Market scenario and key points of attention
SpaceX's S-1 was publicly disclosed on May 20, 2026. Key data points in the prospectus that need to be scrutinized include: the unit economics of Starlink's subscription users and average revenue per user trajectory, capital commitments and timelines for spacecraft development, independent operating cash flow and breakeven path for SpaceXAI, and the dual-class stock and voting control clauses that will dictate governance post-IPO. The roadshow is expected to begin in the week of June 4, with a pricing target of June 11 and the first trading day on June 12. These timelines are for reporting purposes and have yet to be confirmed. The gap between the disclosed financial data and reported valuation ranges will be the focal point of investor debates during the roadshow.
For OpenAI, the secret submission means that the public S-1 will not be visible for about 60 to 90 days after submission; the earliest public prospectus is likely to be late July or August 2026. Key disclosures that investors need to see include: the terms of the Microsoft revenue-sharing restructuring and their impact on reported revenue and net income, governance rights and equity holding mechanisms of the OpenAI Foundation, capital expenditure timelines related to Stargate and other infrastructure commitments, and specific assumptions behind the company's profitability timeline. Musk's appeal will progress through the California appellate court system, and the importance of this procedural risk will gradually decrease in the absence of an initial injunction restoring uncertainty from previous lawsuits.
The ability of both companies to complete their IPOs according to the reported timeline will be a test of whether the liquidity depth of AI infrastructure equity is sufficient. The last valuations from both companies' private market financings differ from the public market clearing prices.

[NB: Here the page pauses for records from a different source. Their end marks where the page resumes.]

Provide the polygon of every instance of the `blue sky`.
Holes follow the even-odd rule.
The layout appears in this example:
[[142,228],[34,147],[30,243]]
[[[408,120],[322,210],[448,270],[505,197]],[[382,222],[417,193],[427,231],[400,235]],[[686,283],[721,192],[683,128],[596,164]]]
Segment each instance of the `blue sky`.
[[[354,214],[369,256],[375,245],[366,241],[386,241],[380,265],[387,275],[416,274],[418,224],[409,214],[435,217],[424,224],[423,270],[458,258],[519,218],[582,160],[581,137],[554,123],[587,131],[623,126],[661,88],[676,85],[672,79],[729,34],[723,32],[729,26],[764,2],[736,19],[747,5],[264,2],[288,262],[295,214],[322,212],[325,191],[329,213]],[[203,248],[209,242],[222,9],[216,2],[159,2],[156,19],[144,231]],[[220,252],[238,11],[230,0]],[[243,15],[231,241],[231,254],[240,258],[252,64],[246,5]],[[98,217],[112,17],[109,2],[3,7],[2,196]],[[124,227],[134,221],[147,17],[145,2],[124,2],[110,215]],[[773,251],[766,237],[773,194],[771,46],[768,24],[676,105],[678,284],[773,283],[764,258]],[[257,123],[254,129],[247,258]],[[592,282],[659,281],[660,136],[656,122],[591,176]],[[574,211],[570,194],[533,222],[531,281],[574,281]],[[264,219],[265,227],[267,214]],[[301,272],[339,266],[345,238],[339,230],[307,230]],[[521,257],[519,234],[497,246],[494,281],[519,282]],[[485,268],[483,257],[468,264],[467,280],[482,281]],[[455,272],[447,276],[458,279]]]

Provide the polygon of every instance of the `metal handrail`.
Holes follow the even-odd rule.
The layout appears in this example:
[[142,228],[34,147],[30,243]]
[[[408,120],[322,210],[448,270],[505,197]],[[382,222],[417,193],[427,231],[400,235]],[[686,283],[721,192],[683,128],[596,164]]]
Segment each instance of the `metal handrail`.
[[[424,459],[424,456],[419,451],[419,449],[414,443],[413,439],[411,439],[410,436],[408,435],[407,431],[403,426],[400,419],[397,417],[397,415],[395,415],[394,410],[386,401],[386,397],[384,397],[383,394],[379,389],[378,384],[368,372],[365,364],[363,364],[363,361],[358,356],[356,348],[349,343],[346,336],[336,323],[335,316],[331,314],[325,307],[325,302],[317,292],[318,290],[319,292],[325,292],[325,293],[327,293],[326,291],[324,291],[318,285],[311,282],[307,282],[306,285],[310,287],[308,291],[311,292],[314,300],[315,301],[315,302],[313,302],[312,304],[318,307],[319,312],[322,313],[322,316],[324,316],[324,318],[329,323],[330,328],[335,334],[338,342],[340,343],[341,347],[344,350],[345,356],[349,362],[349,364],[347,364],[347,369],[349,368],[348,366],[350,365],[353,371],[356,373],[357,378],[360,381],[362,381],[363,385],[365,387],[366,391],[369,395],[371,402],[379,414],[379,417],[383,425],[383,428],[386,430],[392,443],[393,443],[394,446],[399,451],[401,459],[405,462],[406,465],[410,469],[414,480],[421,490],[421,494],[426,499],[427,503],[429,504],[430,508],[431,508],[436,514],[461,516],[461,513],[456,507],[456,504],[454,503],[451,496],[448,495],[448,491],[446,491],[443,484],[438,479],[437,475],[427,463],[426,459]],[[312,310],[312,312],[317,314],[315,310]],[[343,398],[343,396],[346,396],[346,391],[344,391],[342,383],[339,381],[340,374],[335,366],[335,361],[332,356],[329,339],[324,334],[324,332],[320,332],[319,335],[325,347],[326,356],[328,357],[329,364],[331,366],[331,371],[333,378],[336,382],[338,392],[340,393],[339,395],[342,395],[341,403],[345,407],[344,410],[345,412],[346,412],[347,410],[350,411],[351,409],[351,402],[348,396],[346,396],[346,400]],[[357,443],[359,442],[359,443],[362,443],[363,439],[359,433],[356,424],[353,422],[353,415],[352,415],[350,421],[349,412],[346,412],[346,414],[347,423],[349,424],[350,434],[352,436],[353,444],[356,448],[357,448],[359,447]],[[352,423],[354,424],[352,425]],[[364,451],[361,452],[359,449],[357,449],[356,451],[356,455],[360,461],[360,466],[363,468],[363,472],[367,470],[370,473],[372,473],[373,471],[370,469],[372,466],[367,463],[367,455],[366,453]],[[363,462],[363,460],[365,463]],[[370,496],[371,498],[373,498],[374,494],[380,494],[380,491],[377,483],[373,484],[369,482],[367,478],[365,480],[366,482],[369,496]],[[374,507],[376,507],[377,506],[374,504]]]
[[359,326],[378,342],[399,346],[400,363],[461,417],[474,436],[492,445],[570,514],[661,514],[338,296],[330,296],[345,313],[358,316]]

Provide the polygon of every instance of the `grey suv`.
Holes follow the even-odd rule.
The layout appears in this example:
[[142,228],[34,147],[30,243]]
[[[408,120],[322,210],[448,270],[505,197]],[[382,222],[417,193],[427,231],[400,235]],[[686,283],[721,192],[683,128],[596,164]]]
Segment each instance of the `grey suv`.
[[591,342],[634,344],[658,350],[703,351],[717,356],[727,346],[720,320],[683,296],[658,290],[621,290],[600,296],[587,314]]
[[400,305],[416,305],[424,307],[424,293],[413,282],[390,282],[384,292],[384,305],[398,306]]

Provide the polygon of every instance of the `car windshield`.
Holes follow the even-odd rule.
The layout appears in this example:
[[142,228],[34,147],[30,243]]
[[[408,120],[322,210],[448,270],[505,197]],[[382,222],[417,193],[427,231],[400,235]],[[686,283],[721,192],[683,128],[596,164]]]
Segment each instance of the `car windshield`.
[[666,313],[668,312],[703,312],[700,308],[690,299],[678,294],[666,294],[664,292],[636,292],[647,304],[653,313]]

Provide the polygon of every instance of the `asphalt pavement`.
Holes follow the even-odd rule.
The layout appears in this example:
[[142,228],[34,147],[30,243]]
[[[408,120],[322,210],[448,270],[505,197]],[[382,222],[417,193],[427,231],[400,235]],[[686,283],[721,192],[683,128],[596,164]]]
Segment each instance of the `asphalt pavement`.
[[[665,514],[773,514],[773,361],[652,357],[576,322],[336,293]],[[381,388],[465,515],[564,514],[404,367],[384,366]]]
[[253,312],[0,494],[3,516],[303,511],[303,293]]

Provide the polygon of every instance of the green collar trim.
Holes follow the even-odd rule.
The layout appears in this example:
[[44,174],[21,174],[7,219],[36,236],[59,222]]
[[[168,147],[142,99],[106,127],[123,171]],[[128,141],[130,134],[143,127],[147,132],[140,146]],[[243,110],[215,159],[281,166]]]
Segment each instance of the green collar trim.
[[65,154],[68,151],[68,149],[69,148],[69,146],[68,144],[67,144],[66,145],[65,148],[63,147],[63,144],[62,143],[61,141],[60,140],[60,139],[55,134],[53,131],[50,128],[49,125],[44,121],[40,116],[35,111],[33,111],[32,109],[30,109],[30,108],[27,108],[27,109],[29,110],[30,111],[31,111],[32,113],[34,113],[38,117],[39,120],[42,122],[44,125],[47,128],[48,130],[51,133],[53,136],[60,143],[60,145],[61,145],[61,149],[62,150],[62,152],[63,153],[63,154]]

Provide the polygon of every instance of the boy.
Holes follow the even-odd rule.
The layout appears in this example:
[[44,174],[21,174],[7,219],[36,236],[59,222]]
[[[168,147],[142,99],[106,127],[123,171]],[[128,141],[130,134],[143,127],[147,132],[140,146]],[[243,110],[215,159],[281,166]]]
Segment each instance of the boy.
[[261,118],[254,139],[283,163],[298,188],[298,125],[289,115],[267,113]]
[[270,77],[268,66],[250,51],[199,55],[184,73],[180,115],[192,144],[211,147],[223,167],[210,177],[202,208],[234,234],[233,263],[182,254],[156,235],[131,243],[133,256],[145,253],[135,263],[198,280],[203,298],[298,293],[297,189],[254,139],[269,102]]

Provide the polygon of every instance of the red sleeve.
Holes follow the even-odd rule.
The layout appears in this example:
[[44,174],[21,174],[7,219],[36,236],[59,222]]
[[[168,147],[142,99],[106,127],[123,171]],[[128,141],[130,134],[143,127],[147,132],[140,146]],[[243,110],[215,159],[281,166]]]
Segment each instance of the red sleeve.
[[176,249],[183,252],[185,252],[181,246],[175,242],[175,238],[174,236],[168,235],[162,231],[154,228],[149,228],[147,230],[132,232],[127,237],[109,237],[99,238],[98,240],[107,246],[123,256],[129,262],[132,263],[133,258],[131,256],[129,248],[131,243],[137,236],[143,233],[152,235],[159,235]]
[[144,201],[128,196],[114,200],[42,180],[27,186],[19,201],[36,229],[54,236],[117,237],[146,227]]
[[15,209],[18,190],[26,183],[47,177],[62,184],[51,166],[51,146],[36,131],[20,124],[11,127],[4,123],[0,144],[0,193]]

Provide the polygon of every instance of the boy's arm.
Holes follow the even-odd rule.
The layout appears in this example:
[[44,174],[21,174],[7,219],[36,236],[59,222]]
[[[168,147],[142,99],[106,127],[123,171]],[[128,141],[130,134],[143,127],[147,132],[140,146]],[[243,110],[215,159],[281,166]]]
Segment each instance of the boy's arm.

If either offering price is significantly below the reported target range or performs poorly on the first day, the impact on other companies in the AI IPO pipeline could be significant—reports suggest Anthropic has already had early discussions with Goldman Sachs, JPMorgan Chase, and Morgan Stanley regarding its own IPO.
From a professional perspective, I believe the current market environment poses a dual test for such mega-scale IPOs: on one hand, investors need to digest unprecedented financing scales; on the other hand, the uncertainty of the Federal Reserve’s policy path subjects the terminal value discounting of growth stocks to greater pressure. Based on years of experience, capital of a similar scale surged during the Internet bubble of 2000, but the infrastructure construction costs at that time were far below the current investments required for AI computing power. Historical data shows that when IPO financing scales exceed 10% of the market's average daily trading volume, first-day and subsequent performance often faces greater volatility. Investors should focus on the feedback signals from institutional investors during the roadshow process and the discount extent of final pricing relative to the reported range, as this will be a direct reflection of market demand. Of course, investment decisions must consider individual circumstances; the market always contains uncertainty.